Tüm bunları yaparken ve öğrenirken, sizi koruyup gözetmesi ve kuralları öğretmesi için sizden daha önce askerliğe katılmış tecrübeli bir çavuş ya da Mevlevilik’te “dede” dedikleri gibi sizin de kendisine “dede” diyeceğiniz üst devreniz sizin başınıza verilir. Tecrübesiz, acemi bir asker olduğunuz için dedenizi, yine tıpkı Mevlevilikteki mürid-mürşid ilişkisi gibi sıkı sıkıya tam bir bağlılıkla takip edersiniz. Dedenizin ya da üst devrenizin sizin iyiliğinizi istediğini, orada başınıza kötü bir şey gelmemesi için uğraştığını, size her türlü sıkıntıda yardımcı olacağını bilir, ona büyük bir sevgi ve saygı duyarsınız. Onun sözünün dışına asla çıkmazsınız. O “dede” artık sizin komutanınız ve öğretmeniniz olmuştur.

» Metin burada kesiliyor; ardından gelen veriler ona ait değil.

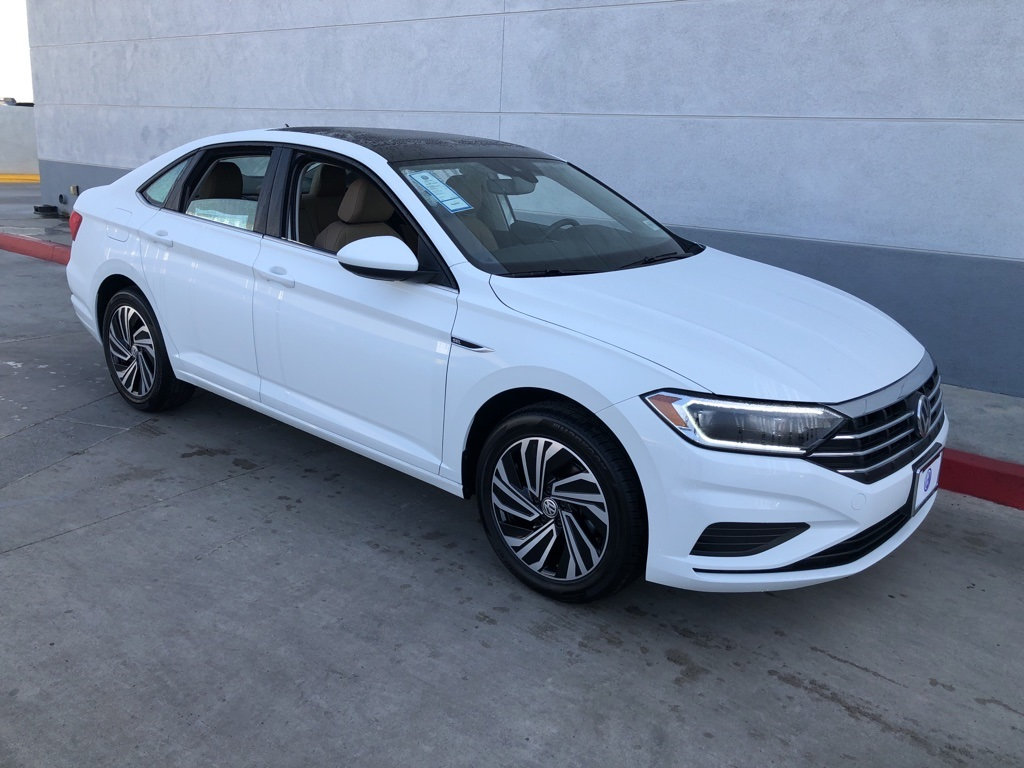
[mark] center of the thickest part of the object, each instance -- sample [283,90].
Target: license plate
[926,479]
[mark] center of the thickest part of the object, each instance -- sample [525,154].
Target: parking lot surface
[208,587]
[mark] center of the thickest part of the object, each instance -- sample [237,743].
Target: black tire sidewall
[627,516]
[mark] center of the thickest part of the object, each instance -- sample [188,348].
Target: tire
[561,504]
[136,355]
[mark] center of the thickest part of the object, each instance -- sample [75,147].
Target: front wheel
[561,504]
[136,356]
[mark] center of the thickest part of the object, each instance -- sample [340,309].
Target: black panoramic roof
[395,144]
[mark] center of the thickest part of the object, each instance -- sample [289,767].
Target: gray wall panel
[126,137]
[966,309]
[50,22]
[896,124]
[365,67]
[886,59]
[893,184]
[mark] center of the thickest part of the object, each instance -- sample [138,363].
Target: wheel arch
[110,286]
[500,407]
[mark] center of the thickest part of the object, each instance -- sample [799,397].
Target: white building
[878,145]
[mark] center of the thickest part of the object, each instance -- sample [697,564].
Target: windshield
[525,217]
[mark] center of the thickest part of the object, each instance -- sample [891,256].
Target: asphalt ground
[209,587]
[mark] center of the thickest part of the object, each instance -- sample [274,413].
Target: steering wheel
[559,224]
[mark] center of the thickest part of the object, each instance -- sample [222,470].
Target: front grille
[846,551]
[871,446]
[740,539]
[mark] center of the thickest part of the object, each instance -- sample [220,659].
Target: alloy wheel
[132,352]
[550,509]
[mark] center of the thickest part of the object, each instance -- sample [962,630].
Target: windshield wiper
[546,272]
[653,259]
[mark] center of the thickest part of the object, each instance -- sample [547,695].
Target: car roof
[396,144]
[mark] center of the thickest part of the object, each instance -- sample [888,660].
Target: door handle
[276,274]
[161,237]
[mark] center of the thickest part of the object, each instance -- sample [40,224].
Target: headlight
[740,425]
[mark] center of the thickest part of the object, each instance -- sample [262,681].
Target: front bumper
[688,487]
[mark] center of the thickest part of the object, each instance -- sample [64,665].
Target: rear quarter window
[157,190]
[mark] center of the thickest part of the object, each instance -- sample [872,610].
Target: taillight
[75,222]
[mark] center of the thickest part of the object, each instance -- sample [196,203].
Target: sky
[15,72]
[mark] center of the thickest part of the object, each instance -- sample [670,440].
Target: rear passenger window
[158,189]
[228,189]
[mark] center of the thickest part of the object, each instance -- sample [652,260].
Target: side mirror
[381,257]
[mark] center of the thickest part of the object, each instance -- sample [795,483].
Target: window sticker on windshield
[440,192]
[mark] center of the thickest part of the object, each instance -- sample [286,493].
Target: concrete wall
[17,140]
[894,124]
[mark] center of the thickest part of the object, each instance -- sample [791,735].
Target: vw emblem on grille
[923,416]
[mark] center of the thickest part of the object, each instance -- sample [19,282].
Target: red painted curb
[38,249]
[982,477]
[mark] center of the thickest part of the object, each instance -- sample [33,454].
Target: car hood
[732,326]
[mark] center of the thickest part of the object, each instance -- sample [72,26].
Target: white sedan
[492,320]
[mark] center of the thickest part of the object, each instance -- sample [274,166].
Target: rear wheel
[561,504]
[136,355]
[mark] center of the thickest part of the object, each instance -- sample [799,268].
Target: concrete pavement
[209,587]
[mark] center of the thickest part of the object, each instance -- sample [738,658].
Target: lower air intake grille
[740,539]
[846,551]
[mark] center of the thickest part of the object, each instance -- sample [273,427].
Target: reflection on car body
[494,321]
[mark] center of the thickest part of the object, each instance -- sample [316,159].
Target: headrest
[222,182]
[468,187]
[365,204]
[330,181]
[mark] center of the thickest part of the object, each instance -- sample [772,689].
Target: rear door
[198,256]
[365,359]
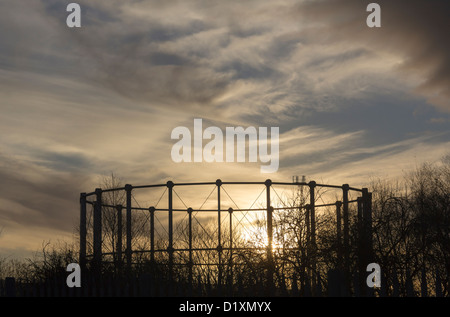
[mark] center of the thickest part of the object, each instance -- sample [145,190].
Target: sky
[352,103]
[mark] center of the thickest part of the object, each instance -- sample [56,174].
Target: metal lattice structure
[216,240]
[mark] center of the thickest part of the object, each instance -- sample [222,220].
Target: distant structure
[219,241]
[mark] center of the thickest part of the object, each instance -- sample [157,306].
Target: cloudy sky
[351,102]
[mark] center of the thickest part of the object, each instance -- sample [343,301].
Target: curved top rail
[219,183]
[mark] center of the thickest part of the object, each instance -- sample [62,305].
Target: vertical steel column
[339,231]
[128,189]
[345,189]
[170,249]
[269,208]
[119,235]
[367,232]
[360,244]
[367,221]
[219,246]
[98,229]
[190,264]
[83,231]
[152,234]
[312,210]
[230,212]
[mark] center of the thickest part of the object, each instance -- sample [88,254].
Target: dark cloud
[415,30]
[40,197]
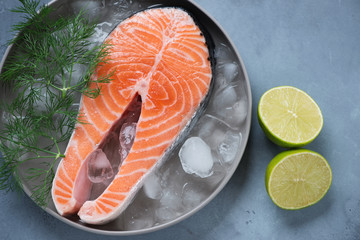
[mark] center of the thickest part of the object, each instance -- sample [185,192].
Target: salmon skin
[162,74]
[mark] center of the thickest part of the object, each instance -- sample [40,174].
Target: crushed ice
[195,156]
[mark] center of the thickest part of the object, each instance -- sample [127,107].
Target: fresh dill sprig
[51,65]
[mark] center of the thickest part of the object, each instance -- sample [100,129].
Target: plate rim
[220,187]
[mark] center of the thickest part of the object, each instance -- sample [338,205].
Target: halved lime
[297,179]
[289,116]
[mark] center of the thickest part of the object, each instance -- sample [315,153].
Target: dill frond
[52,64]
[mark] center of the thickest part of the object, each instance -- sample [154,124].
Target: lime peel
[289,116]
[296,179]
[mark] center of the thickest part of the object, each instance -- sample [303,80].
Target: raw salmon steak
[162,73]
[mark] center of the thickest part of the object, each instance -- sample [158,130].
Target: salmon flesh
[162,73]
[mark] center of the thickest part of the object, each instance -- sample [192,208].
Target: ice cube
[126,137]
[196,158]
[212,130]
[192,195]
[170,206]
[236,114]
[228,148]
[225,98]
[139,214]
[99,167]
[152,187]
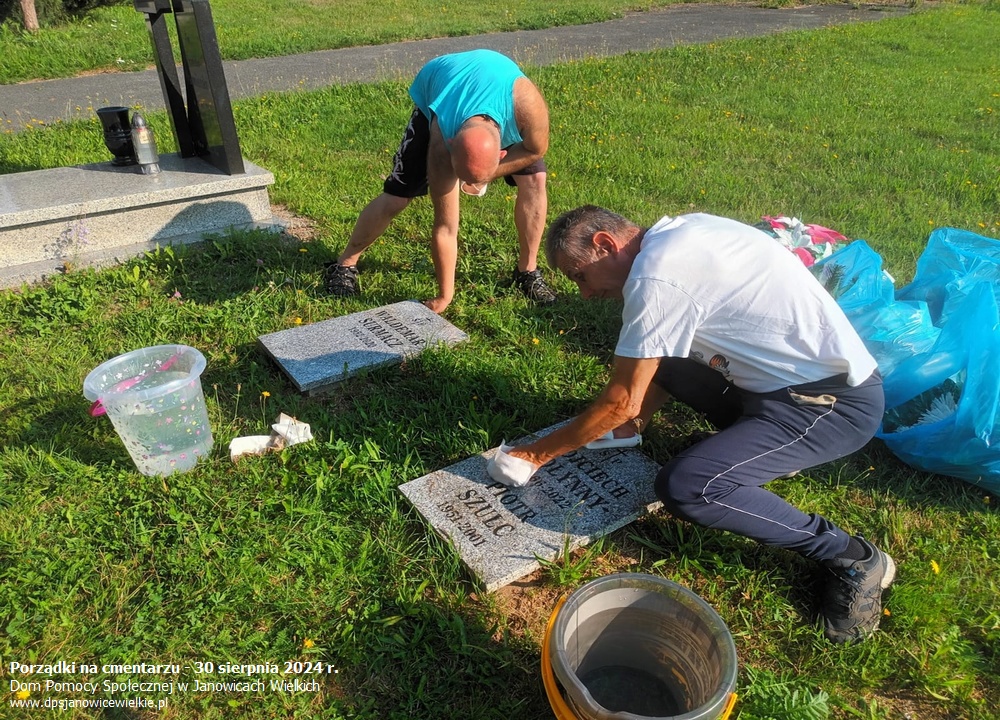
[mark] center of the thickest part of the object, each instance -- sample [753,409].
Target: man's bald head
[475,150]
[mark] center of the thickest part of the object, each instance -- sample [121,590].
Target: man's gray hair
[572,233]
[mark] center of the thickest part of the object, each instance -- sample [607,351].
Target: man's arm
[532,118]
[443,185]
[620,401]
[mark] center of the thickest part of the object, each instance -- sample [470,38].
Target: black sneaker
[852,606]
[341,279]
[532,286]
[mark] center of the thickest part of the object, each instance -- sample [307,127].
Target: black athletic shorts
[408,178]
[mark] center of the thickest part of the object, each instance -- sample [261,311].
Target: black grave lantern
[206,127]
[117,133]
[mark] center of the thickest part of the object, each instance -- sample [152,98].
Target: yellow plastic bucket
[637,647]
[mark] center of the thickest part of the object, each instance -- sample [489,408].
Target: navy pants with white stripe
[719,481]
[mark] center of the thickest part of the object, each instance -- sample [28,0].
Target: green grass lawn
[883,131]
[115,38]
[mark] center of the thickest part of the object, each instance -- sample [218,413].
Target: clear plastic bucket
[154,399]
[634,647]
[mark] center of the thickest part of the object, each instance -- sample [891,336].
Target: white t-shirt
[728,295]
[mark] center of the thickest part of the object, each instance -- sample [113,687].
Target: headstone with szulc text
[500,532]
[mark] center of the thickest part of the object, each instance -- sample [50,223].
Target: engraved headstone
[323,354]
[500,532]
[207,127]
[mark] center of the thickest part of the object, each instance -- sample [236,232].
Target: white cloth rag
[608,440]
[509,470]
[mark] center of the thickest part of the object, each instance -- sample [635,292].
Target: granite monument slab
[322,354]
[500,532]
[206,128]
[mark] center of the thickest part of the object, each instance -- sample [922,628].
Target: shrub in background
[52,12]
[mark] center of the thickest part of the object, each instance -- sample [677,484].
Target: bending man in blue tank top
[477,119]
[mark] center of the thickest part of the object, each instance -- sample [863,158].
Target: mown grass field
[883,131]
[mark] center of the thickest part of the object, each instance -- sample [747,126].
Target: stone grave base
[100,214]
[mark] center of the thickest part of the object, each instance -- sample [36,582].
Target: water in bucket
[632,646]
[154,399]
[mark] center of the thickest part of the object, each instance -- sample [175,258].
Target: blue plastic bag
[941,406]
[937,343]
[891,330]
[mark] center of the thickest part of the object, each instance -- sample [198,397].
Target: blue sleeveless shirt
[455,87]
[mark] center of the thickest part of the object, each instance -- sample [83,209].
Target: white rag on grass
[286,432]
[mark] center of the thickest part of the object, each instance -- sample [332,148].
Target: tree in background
[35,14]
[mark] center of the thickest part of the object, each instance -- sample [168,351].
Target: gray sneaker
[852,602]
[341,279]
[533,286]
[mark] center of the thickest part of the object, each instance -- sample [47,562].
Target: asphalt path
[49,101]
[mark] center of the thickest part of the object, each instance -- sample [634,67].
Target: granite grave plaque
[500,532]
[323,354]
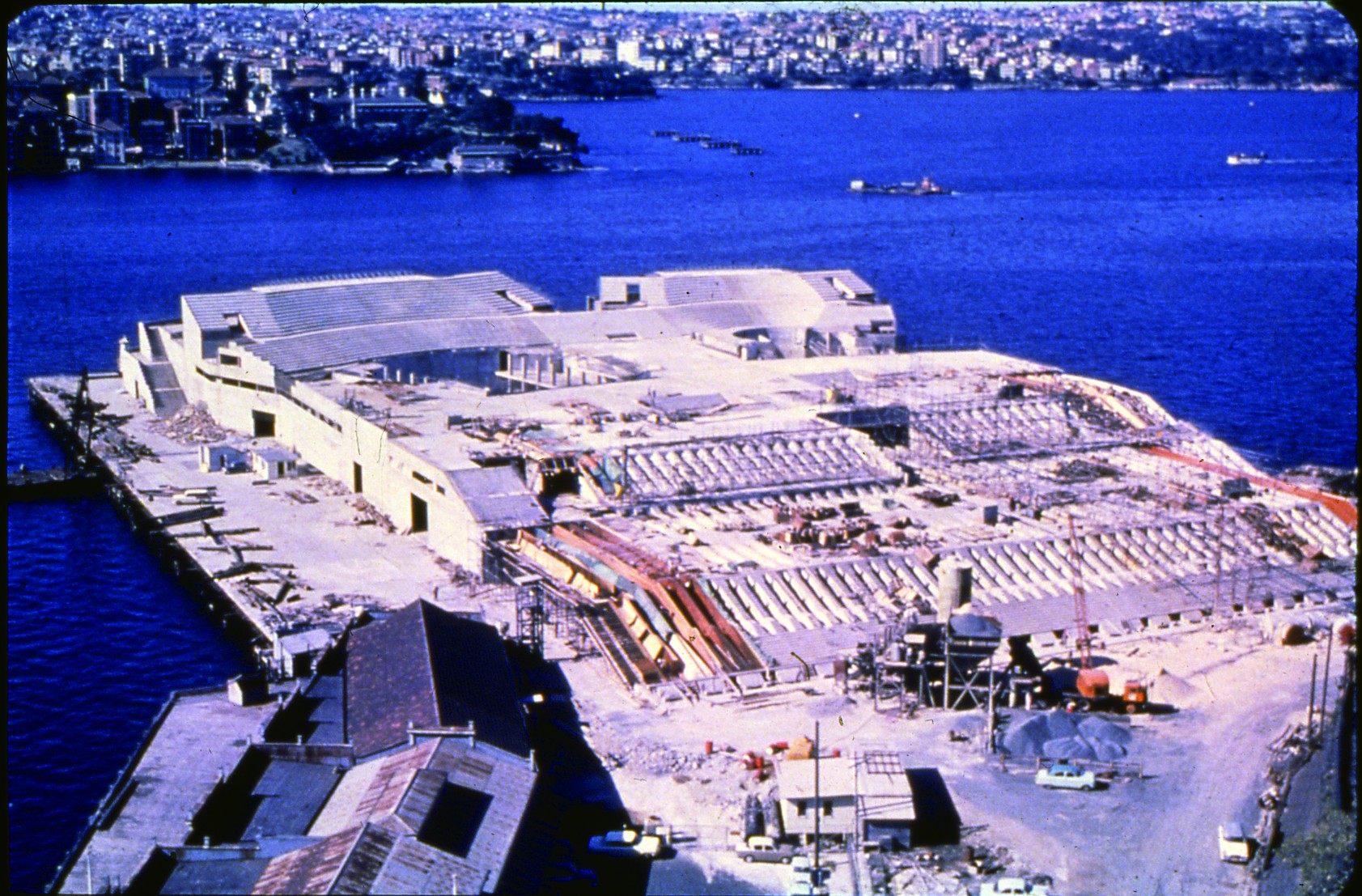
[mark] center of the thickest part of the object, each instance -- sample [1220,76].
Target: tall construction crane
[1093,686]
[1083,639]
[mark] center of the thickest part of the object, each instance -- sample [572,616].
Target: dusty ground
[1203,764]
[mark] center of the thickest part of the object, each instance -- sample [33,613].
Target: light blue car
[1068,776]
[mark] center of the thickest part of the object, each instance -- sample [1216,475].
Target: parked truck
[1074,690]
[762,848]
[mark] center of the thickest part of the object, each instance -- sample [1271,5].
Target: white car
[1012,887]
[1234,844]
[626,843]
[1067,776]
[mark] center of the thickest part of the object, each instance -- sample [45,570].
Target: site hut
[271,463]
[831,798]
[885,806]
[223,456]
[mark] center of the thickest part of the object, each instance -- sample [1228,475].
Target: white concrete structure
[289,361]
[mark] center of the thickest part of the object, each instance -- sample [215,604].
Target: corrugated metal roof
[397,851]
[885,790]
[289,311]
[498,499]
[837,778]
[291,796]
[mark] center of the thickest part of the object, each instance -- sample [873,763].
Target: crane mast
[1083,639]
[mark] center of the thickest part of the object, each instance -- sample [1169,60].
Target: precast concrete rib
[1041,583]
[775,608]
[817,586]
[796,602]
[1019,554]
[1122,548]
[1135,544]
[1102,553]
[737,597]
[851,597]
[734,608]
[1019,583]
[877,572]
[993,586]
[801,594]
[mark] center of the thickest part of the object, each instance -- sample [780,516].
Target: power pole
[1309,714]
[1324,686]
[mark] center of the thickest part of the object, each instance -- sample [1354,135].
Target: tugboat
[925,187]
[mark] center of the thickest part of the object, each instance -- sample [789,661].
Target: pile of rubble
[662,760]
[191,425]
[949,870]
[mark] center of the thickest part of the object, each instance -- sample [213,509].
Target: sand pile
[1169,688]
[1067,736]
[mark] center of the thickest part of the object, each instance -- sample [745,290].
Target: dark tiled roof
[309,870]
[428,668]
[217,876]
[498,497]
[291,796]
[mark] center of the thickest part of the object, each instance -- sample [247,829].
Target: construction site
[730,508]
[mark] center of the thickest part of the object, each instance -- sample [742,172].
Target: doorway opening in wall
[263,424]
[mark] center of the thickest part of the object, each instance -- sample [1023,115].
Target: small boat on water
[925,187]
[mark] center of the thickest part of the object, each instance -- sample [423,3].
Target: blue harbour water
[1102,233]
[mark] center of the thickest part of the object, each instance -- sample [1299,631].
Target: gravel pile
[1067,736]
[1170,688]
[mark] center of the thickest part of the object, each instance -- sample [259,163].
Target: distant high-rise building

Sivil hayatta belki hiç yapmadığınız ve asla yapmayacağınız bu tip angarya işleri yaparak, zamanla bu işlere alışır ve sahip olduğunuz makam, mevki ve unvan gibi birçok dünyevi zaaftan ve bunların getirdiği kibir, böbürlenme, dik başlılık gibi kusurlardan arınırsınız. Böylece özünüze dönersiniz. Herkesle bir ve eşit olduğunuzu idrak etmekle birlikte, sivil hayatta sahip olduğunuz tüm ünvanların ve statülerin tamamen boş ve geçici hevesler olduğunu anlarsınız.
Uzun dönem askerlikte üç ay, kısa dönem askerlikte ise bir ay süren bu acemilik döneminden sonra, yemin töreni adı verilen bir törenle, aynı Mevlevilikte olan taç giydirme töreninde olduğu gibi, bağlı bulunduğunuz komutanlığın tüm üst düzey subayları ve aileniz önünde, vatanına ve ordusuna her türlü durumda ölümüne hizmet edeceğine dair askerlik silsilesini okur ve yemin edersiniz.
Acemilik süresince göstermiş olduğunuz başarıya ya da eğitim düzeyinize göre er, erbaş, onbaşı ya da çavuş rütbesi alırsınız. Artık siz tam bir askersinizdir. Sivil hayattaki tüm dünyevi kimliklerden, ihtiraslardan, kuruntulardan sıyrılmış, o sistemin ve o ailenin bir parçası olmuşsunuzdur. Daha sonra almış olduğunuz eğitime göre sizin için belirlenmiş bölüklerde ya da kurumlarda hizmet etmek üzere, tıpkı bir derviş gibi usta birliklerine doğru yola çıkarsınız.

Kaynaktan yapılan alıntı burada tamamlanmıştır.